It’s Official: The GOP Is Not A Working-Class Party
HuffPost
The outcome of this bill will be a net negative for everyone except the rich — and it’s time to throw Donald Trump’s populist working-class schtick in the trash.
The passage of President Donald Trump’s massive budget bill that slashes taxes for the rich, raises them for the poor and cuts health care for millions should put to rest long-running commentary that Trump is remaking the Republican Party into a working-class party.
This is the same old agenda championed by Republicans for decades. Every GOP presidential administration has successfully enacted regressive tax cuts for the wealthiest. Trump has done that again, only this time, taxes will also go up for the poorest.

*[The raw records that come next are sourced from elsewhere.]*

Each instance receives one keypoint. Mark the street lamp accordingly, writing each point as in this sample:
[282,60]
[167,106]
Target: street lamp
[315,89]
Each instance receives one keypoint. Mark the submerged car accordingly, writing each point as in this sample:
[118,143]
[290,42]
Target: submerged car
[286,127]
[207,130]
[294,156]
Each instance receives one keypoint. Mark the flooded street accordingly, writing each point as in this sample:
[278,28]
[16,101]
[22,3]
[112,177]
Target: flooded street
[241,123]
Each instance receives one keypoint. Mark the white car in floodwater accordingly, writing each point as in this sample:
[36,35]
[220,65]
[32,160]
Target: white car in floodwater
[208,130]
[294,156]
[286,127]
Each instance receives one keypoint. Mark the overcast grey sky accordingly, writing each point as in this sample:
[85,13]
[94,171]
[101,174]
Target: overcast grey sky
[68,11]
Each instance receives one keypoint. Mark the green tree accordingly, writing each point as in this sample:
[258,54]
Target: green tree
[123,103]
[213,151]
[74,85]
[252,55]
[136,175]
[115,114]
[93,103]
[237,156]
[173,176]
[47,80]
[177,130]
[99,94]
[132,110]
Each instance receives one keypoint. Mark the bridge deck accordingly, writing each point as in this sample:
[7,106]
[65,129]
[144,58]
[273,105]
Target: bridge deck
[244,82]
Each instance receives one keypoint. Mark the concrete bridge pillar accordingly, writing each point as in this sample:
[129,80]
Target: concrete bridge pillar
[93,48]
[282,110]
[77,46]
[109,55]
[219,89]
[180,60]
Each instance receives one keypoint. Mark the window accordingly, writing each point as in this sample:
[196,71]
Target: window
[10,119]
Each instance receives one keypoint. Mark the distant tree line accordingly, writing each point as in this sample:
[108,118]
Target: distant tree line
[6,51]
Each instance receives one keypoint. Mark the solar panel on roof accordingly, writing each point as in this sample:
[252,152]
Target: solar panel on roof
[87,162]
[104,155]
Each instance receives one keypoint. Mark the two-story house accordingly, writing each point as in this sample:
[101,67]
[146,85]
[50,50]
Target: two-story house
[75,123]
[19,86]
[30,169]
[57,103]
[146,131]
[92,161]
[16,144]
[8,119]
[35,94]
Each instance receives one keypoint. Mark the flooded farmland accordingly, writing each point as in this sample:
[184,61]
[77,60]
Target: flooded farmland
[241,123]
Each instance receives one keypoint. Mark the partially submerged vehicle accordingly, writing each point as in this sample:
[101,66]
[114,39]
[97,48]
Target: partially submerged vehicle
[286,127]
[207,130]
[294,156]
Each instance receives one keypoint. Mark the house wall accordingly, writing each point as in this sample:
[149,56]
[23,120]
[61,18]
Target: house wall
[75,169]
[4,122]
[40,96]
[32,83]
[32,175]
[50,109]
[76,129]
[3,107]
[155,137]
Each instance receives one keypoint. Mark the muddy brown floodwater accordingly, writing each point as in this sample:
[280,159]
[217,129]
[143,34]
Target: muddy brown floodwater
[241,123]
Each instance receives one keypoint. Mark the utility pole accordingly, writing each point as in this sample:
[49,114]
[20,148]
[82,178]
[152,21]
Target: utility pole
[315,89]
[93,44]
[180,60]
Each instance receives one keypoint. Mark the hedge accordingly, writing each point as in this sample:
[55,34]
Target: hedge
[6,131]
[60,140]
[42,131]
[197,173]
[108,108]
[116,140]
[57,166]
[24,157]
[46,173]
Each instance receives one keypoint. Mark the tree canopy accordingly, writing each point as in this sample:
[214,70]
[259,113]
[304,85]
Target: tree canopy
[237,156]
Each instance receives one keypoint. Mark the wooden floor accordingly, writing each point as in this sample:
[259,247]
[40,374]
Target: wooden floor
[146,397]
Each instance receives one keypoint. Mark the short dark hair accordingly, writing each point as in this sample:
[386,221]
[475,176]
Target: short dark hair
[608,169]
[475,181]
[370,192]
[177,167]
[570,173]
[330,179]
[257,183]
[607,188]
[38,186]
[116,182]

What’s different this time? Republicans finally took health care away from millions of Americans after trying and failing numerous times over the years. President Bill Clinton vetoed Newt Gingrich’s attempts to cut Medicaid in 1995. Trump just signed huge Medicaid cuts into law. Efforts to repeal or gut the Affordable Care Act failed repeatedly, until now.
This is not an agenda aimed at helping the poor, working-class people, or the middle class. It is geared toward enriching the already rich while punishing everyone else.
None of the supposed populist agenda items that were bandied about in public came to fruition. Cuts to Medicaid only increased after the Senate took up the bill, which Sen. Josh Hawley (R-Mo.) said he would oppose and former Trump adviser Steve Bannon openly criticized. Hawley voted for the bill. The bill did not increase tax rates for the highest earners, as numerous articles suggested Trump supported. Instead, it cut those tax rates.